70代、ひとり暮らしの「リアルな食事」。洗い物は調理の合間に、ながら食べはしない
毎日の食事、できればしっかり味わって食べたいですよね。栃木県の益子で55歳から69歳までカフェ「猫車」を営み、現在はひとり暮らしをしている信田良枝さん(70代)もそのひとり。今回は、日々食事の時間を大切にしている信田さんが実際に食べているものや、食事の習慣で意識をしていることについて教えてもらいました。
※ この記事は『77歳 365日の紡ぎ方: 益子暮らし、元カフェ店主 信田良枝さんの居場所 』(主婦と生活社)より一部抜粋、再構成のうえ作成しております

夜のひとり時間は“愉(たの)しむ”ことを最優先

夕焼けに染まる空を見て信田さんは言います。
「ミシンを踏んでいて、あたりが暗くなってくると、あぁもうやめようと、服づくりをきり上げます。仕事の終わりは、時計では決めないんです」(信田さん、以下同)
コーヒーを飲んでひと息。猫のネルちゃんと一緒に庭巡りを楽しんだら、「『今日はなにをアテにチビチビやろうか?』などと考える。これだから隠居暮らしはやめられません(笑)」
入浴は夕食前。なんと電気を消すときも。「窓をあけると、夜のにおいと森のざわめきが急に入ってきます。まるで温泉につかっているようで癒やされる。薄暗い浴室はとにかく落ち着きます。オススメですよ!」
「朝食をおいしく食べたいから」と夕食はあえて軽めに。たいていはお昼の残りをアレンジしたものでお酒を少々。たとえば、漬物(大根、ニンジン、キュウリ)をライスペーパーと韓国のりで巻くだけで、立派なおつまみになります。
チーズとジャムしかない日は、ひと口大に切ったパンにのせてカナッペ風に。プラス本とワインがあれば完璧! だとか。キーマカレーにトマト缶を加えて温め、ゆでたジャガイモにかけることも。
「『夕食はきちんとしなきゃ』と、以前の私なら、疲れていてもがんばっていると思います。でも今はひとり。“愉しむ”ことを中心に夜の時間を考えています。人生の前半は家族のため、後半はカフェのお客さんのために料理をつくってきて、ひとりごはんは特別おいしいものである必要はないと考えています」
「食後はなるべく家事をしたくない」と、洗い物や片付けは調理の際にすませます。食べ終わった器をチャカチャカ洗えば、はい、終了。

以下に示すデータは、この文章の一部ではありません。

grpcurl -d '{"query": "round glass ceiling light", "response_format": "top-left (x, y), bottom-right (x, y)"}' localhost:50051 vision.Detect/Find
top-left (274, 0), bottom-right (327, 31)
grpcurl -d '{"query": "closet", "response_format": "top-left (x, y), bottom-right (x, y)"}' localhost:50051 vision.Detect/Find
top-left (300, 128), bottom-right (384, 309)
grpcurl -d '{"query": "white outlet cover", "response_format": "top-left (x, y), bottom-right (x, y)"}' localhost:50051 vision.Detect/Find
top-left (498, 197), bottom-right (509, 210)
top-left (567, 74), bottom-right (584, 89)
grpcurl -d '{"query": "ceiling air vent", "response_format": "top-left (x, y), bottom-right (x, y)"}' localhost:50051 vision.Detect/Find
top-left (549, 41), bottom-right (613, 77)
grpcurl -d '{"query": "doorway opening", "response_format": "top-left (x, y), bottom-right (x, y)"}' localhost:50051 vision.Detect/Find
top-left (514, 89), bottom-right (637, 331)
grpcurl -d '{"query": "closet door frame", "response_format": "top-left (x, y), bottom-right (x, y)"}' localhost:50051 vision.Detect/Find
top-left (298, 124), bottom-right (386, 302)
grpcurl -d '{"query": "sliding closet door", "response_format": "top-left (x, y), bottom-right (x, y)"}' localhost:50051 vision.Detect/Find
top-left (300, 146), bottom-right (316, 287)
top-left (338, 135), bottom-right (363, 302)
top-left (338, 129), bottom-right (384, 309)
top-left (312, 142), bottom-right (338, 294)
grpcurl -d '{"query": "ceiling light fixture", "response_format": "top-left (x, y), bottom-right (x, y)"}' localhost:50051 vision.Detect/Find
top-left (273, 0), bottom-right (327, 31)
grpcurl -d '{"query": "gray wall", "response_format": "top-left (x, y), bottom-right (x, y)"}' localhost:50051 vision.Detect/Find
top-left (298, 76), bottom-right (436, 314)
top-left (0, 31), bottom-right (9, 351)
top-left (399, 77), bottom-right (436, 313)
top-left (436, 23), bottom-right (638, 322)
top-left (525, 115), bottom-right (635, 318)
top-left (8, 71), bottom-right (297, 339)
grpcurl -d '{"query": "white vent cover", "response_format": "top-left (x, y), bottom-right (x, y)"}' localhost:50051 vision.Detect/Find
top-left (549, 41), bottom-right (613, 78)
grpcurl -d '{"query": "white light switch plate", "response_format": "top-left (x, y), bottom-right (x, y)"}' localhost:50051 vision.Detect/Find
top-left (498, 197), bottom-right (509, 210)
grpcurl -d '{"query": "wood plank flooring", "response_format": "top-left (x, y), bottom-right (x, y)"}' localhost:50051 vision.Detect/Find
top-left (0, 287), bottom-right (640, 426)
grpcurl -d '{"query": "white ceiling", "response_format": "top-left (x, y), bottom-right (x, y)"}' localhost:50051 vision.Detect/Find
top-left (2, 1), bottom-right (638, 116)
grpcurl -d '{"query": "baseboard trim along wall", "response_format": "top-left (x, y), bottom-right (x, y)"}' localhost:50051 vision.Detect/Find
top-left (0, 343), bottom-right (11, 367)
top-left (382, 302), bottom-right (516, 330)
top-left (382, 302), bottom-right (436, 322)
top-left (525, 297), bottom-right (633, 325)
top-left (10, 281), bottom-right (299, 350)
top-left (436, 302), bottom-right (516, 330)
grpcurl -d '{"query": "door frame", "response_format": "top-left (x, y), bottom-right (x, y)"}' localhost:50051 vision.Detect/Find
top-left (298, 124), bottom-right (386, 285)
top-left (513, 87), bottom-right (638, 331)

タブレットを持って自室に向かいます。YouTubeで朗読を楽しんだり、好きなパーソナリティのラジオを聴いたり。
「お風呂に入ってごはんを食べて寝る。決めているのはそれだけです。あとは、その日任せに好きなことを。よく眠れ、翌朝シャキッと目覚めます」
朝ごはんは“ながら食べ”しない

朝目覚めたら、豆を挽(ひ)いて、コーヒーを淹(い)れます。ひと息つくと、いよいよ朝食。夕食を軽めにすませているので、7時頃にはお腹がすくそうです。
「私ね、朝食の時間をとっても大切にしています」と信田さん。「時間をかけてゆっくり食べます。季節がよければ窓をあけて、お庭の景色をながめながら…。空気がおいしいと食がいっそうすすみます」
食卓には、卵か肉料理を必ず。野菜は多め。それとパン、ヨーグルト、コーヒーがいつものメニュー。
たとえば、豚ロース肉があったら、お湯でしゃぶしゃぶして野菜と一緒に。ゴマだれをかけていただきます。たまには、ベーコンをカリッと焼いて、トマトやキウイとサンドイッチにすることも。
野菜は、サラダやスープにすることが多いそう。体が求めているせいか、季節によって自然と調理法は変わると言います。好きでよくつくるカブやカボチャのポタージュは、ゆでたあと牛乳とフードプロセッサーにかけ、塩、コショウ少々で味を調(ととの)えるだけ。
ヨーグルトにはいつもクルミとレーズン。酸味のあるヨーグルトにレーズンの甘味が合います。クルミのざくざくした歯ごたえは満足感たっぷり。